Mais dois eventos vieram reforçar o gradual domínio do Estado pelos grupos militarizados. De um lado, a operação da Polícia Federal contra a primeira-dama do Rio, Helena Witzel, por suspeição de corrupção; e de outro, um conjunto de medidas que confirmam o novo status dos policiais, que se destacam com os militares entre os segmentos mais privilegiados no governo Bolsonaro.

A operação no Rio carrega forte conteúdo político e didático.

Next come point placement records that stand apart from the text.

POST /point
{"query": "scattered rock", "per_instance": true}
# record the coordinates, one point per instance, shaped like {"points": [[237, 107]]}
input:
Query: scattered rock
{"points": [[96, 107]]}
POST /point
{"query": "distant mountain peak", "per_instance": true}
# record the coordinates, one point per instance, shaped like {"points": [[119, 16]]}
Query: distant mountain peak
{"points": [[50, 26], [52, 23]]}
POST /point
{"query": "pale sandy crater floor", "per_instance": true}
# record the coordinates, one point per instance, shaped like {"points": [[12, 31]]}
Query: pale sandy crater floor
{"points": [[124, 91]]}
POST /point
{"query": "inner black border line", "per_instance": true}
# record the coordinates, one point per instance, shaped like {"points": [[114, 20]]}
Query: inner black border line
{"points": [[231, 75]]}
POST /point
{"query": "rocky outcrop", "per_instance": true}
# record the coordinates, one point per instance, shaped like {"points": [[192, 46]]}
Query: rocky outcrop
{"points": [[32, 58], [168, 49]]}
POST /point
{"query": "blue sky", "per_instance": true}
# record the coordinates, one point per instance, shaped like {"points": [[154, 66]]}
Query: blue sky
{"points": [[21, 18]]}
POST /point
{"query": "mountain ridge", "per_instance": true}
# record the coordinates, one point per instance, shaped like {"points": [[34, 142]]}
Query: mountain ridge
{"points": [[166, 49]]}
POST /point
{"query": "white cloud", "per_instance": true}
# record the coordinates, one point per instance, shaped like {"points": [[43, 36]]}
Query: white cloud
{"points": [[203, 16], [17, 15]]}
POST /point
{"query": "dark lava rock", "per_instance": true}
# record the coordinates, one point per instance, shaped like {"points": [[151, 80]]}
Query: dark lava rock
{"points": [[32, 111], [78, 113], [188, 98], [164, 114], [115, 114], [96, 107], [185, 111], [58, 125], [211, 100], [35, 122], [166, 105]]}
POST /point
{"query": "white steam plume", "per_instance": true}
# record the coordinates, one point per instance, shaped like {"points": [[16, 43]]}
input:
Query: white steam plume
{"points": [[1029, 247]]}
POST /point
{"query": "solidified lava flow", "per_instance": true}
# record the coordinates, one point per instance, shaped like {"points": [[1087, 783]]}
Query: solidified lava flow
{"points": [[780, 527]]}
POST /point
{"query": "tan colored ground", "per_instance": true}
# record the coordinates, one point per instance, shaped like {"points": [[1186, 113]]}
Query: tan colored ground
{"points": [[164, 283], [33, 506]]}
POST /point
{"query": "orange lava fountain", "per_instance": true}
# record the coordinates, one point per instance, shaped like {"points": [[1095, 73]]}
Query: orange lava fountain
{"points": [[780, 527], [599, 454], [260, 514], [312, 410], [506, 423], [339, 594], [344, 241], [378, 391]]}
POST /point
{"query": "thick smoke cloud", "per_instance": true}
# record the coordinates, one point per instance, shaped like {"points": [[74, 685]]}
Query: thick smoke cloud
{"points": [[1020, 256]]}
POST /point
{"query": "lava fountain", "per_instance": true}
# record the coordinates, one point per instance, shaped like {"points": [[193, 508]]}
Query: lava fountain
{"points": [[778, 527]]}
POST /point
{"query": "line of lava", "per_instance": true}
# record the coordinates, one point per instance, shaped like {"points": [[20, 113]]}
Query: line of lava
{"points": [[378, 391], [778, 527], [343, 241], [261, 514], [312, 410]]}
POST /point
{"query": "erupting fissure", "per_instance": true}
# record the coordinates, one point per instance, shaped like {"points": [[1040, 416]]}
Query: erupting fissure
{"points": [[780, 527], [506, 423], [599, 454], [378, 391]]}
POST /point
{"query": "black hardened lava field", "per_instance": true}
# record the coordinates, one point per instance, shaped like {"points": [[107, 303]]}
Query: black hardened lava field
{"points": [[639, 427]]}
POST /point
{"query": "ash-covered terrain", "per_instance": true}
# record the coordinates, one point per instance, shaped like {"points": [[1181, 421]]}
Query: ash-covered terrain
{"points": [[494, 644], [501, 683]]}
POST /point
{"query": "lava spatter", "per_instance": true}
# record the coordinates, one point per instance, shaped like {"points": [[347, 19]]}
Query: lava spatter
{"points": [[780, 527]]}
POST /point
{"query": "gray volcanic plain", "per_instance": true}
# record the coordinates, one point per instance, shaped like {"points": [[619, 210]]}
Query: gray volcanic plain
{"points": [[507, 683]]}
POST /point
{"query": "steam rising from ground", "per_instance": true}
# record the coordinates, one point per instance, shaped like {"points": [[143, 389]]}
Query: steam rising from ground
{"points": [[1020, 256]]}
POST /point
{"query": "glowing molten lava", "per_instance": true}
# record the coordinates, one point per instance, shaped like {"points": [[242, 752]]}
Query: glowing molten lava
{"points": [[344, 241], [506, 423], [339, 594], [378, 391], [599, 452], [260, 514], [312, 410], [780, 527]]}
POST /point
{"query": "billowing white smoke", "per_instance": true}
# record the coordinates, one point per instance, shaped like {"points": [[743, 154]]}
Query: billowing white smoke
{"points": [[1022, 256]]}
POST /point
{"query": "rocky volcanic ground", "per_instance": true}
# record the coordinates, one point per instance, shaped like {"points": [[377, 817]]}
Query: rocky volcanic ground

Ela ocorre quando o STF apura a denúncias do ex-ministro Moro de interferência presidencial na PF. E atinge diretamente Wilson Witzel, um dos governadores que confrontam Bolsonaro e está à frente do estado onde têm curso investigações incômodas para os filhos do presidente.

A ação da PF será interpretada em quase todo o meio político como um gesto de força e intimidação, levando muita gente a uma posição mais cautelosa e recuada em relação a Bolsonaro. A partir de agora, provavelmente, governadores receosos de se tornarem alvos de operação similar deverão pensar mais vezes antes de subir o tom contra o Planalto.

Já as medidas em curso para favorecer policiais são três: o governo editou uma MP que garante o aumento da remuneração a policiais e bombeiros do Distrito Federal, conseguiu aprovar no Congresso uma MP que restrutura a PF e ainda quer convocar novos agentes da PRF (Polícia Rodoviária Federal). Tudo isso antes da sanção presidencial ao pacote de socorro aos estados e municípios que congela as contratações e aumentos de salários no serviço público. No conjunto, essas medidas reafirmam para a sociedade quem está dando as cartas no país. Policiais e militares são uma das pernas do tripé em que se apoia o governo – as outras são evangélicos e empresários.

Quem acompanha os bastidores nos quarteis diz que os oficiais da ativa não estão dispostos a sancionar um Estado policial e autoritário e que só os militares nomeados no governo, a maioria da reserva, fecham hoje 100% com Bolsonaro. Mas, a essa altura, com milhares de cargos na administração federal, agora inclusive na saúde no combate à pandemia, os membros das Forças Armadas já estão irremediavelmente comprometidos com o presidente e seu governo. Mesmo que haja militares em desacordo, não se espere do meio oposição ao projeto de poder bolsonarista. Quanto aos policiais, parecem prontos e mesmo ansiosos para atender a um chamamento do presidente. Para os PMs de todo o Brasil, Bolsonaro é o cara. Ou melhor, o mito.

Ainda não temos autoritarismo instalado. O Estado já caiu na mão dos policiais e militares mas eles não instalaram por ora um regime autoritário. O Estado policial e militar ainda não é fechado e autoritário. Mas a tendência natural é que uma coisa conduza à outra.

O Estado bolsonarista avança porque conta com apoio político e social. Todos os benefícios dados a militares e policiais tiveram apoio maciço no Congresso, inclusive de parlamentares da esquerda. Políticos em todo o Brasil, por medo ou populismo, exacerbaram o discurso da segurança e empoderaram as fardas. Até recentemente as Forças Armadas e a PF estavam entre as instituições mais respeitadas na opinião pública. A polícia é heroificada na mídia e na visão da parcela da população (quase metade) adepta da tese do ‘bandido bom é bandido morto’.

As eleições municipais podem dar mais impulso ao processo de militarização e endurecimento do sistema político. Ou aumentar as barreiras a ele. Está sendo esperado um número inédito de candidaturas militares e policiais, até como reflexo do crescente ativismo político entre eles. A eventual disseminação das fardas por prefeituras e Câmaras de Vereadores seria um grande passo na consolidação do Estado policial-militar.